Now let's see, do I think it's fair? Hmmmm..........

Uh......., yeah, I do.

Comment This is big (Score 5, Informative) 189

This ruling is huge.

Ever since I first got involved in fighting the RIAA's litigation campaign, and blogging about it, in 2005 [that's almost 8 years ago] I've been arguing that it is not a sufficient basis to bring a lawsuit against someone that an internet access account for which he or she pays the bill was used by someone for a copyright infringement. Even though I, and lots of other lawyers, and lots of other techies, and lots of other people from all walks of life knew this, I have never -- until this ruling -- seen a JUDGE dismiss a complaint because of this.

If those of you who are saying this is "not a big deal" or "was expected" know of any prior decisions like this, please show them to me. Otherwise, STFU about it not being big. After about 10 years and hundreds of thousands of frivolous lawsuits, finally a judge has pointed out that the Emperor is wearing no clothes.

It is one of the most newsworthy copyright posts I have ever seen on Slashdot.

Submission + - Troll complaint dismissed; subscriber not necessarily infringer (blogspot.com)

NewYorkCountryLawyer writes: "The courts are finally starting to get it, that the subscriber to an internet access account which has been used for a copyright infringement is not necessarily the infringer. In AF Holdings v. Rogers, a case in the Southern District of California, the Chief Judge of the Court has granted a motion to dismiss the complaint for failure to state a claim where the only evidence the plaintiff has against defendant is that defendant appears to have been the subscriber to the internet access account in question. In his 7-page opinion (PDF), Chief Judge Barry Ted Moskowitz noted that "just because an IP address is registered to an individual does not mean that he or she is guilty of infringement when that IP address is used to commit infringing activity"."

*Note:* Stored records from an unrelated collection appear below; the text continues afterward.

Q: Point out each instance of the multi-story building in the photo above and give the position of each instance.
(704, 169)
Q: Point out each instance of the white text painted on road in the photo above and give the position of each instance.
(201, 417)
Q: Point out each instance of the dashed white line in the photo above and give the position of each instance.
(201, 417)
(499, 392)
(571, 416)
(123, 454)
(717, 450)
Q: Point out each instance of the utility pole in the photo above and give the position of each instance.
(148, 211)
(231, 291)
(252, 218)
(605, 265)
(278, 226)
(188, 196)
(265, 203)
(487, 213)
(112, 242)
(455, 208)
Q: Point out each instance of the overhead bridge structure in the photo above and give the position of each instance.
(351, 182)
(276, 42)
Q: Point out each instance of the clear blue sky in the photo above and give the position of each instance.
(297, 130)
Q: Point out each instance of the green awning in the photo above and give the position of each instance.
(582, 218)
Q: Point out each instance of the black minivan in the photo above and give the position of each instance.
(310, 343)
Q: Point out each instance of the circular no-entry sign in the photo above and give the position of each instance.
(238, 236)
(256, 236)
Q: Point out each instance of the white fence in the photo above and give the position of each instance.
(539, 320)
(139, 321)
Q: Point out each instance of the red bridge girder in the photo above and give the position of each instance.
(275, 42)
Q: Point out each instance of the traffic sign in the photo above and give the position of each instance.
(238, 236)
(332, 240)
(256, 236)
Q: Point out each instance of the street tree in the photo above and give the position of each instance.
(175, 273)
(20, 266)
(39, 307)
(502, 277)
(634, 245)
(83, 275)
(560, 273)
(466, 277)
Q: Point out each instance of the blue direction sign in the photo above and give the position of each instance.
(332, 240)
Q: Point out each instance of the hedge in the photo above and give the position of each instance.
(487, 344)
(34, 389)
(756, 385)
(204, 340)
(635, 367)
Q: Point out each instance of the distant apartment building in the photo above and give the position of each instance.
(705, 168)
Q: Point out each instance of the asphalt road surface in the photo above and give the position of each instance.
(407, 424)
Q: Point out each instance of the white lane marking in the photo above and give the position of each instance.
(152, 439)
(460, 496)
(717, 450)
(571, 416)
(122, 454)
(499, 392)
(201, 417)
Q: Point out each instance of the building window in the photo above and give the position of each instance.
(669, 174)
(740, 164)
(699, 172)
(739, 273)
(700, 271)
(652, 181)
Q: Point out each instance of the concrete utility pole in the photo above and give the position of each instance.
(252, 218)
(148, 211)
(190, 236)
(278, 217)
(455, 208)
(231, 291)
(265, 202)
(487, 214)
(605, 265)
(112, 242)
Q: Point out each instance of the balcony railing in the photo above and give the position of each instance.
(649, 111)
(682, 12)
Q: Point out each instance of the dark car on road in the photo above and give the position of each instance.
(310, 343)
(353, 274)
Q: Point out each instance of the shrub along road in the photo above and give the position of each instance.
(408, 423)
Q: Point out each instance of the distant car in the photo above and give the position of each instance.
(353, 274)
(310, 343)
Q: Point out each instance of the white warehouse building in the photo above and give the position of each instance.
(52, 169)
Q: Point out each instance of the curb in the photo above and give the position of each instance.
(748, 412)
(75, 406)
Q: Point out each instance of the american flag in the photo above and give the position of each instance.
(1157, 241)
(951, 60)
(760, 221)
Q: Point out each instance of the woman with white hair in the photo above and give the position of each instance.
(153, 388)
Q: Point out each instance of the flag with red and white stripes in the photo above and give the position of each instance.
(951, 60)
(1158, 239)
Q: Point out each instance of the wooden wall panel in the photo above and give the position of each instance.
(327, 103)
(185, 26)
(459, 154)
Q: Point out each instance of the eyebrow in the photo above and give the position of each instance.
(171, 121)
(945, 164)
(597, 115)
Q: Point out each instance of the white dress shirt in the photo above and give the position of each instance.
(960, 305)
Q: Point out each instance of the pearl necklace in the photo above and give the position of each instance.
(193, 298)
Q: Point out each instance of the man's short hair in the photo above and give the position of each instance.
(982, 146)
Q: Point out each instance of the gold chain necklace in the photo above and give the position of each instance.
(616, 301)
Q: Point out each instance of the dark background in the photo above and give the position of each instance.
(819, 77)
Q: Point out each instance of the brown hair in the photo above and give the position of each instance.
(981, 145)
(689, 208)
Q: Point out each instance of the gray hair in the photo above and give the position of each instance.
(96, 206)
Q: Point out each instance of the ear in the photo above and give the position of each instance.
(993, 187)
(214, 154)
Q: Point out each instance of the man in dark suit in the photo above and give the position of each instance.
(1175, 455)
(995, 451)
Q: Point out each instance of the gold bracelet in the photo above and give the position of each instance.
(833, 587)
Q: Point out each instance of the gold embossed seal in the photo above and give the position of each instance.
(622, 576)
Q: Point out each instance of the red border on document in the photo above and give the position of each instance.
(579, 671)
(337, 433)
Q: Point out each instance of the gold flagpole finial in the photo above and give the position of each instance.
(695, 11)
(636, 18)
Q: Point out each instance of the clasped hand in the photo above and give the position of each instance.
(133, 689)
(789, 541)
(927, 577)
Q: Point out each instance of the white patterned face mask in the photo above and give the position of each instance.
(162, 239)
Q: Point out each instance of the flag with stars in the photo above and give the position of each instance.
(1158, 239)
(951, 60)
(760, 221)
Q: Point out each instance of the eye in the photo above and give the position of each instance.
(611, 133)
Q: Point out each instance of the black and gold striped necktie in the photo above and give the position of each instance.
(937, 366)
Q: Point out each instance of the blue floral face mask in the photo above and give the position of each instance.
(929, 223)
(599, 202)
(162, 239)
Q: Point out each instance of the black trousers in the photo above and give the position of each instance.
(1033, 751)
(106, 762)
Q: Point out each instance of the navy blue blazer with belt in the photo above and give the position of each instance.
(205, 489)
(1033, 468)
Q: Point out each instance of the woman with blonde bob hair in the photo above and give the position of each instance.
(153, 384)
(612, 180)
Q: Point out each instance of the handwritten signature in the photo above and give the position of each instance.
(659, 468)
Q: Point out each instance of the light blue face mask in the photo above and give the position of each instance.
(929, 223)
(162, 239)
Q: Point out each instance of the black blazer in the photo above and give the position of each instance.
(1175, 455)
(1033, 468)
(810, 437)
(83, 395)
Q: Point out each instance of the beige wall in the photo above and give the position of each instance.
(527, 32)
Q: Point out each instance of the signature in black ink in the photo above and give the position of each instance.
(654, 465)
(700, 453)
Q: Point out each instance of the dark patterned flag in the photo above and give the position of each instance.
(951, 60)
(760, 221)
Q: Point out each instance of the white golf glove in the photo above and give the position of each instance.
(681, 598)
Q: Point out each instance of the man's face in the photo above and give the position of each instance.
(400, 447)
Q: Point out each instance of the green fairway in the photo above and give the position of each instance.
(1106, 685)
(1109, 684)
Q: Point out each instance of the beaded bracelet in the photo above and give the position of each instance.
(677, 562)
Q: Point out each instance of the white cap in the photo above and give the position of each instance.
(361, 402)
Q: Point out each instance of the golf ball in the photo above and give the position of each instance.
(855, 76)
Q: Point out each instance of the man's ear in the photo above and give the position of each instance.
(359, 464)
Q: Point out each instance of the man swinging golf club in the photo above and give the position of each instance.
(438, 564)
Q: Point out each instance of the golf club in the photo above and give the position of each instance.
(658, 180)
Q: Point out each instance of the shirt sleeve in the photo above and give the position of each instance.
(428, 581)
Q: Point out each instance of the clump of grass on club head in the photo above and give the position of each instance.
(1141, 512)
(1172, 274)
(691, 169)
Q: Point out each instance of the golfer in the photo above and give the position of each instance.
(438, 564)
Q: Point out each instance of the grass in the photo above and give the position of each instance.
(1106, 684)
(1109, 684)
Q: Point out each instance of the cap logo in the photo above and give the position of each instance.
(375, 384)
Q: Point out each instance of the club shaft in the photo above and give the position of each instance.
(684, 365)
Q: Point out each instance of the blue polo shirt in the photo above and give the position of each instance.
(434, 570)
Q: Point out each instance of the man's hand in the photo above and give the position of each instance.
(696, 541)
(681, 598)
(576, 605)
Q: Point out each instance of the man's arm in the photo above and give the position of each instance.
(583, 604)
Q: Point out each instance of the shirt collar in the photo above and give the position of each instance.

Comment Re:"the Native American Minnesotan" (Score 1) 146

Why do we care that she's of tribal descent? Are we now saying tribal American's are exempt from copyright laws? I flatly refuse to redefine native they way the PC crowd does, if you were born in the US you are native. I happen to be of Cherokee linage as well, but that doesn't matter, I'm native because I was born here.

In this case, I personally believe that she was discriminated against by the jury, because she was a Native American. She was tried many many miles from where she lived and worked, and did not have a jury of her peers.

Comment Re:Question for NYCountryLawyer re illegal downloa (Score 2) 146

Was she really convicted of "illegal downloading?"

1. She wasn't "convicted" of anything; this wasn't a criminal case. She was found liable for copyright infringement by making copies through downloading, thus violating the record companies' exclusive reproduction rights.
2. She was also sued for "distributing" and "making available for distributing", but the judge threw out the "making available for distributing" claim, and there was no evidence offered of the "distributing" claim.

So yes, the only thing she was found liable for was downloading.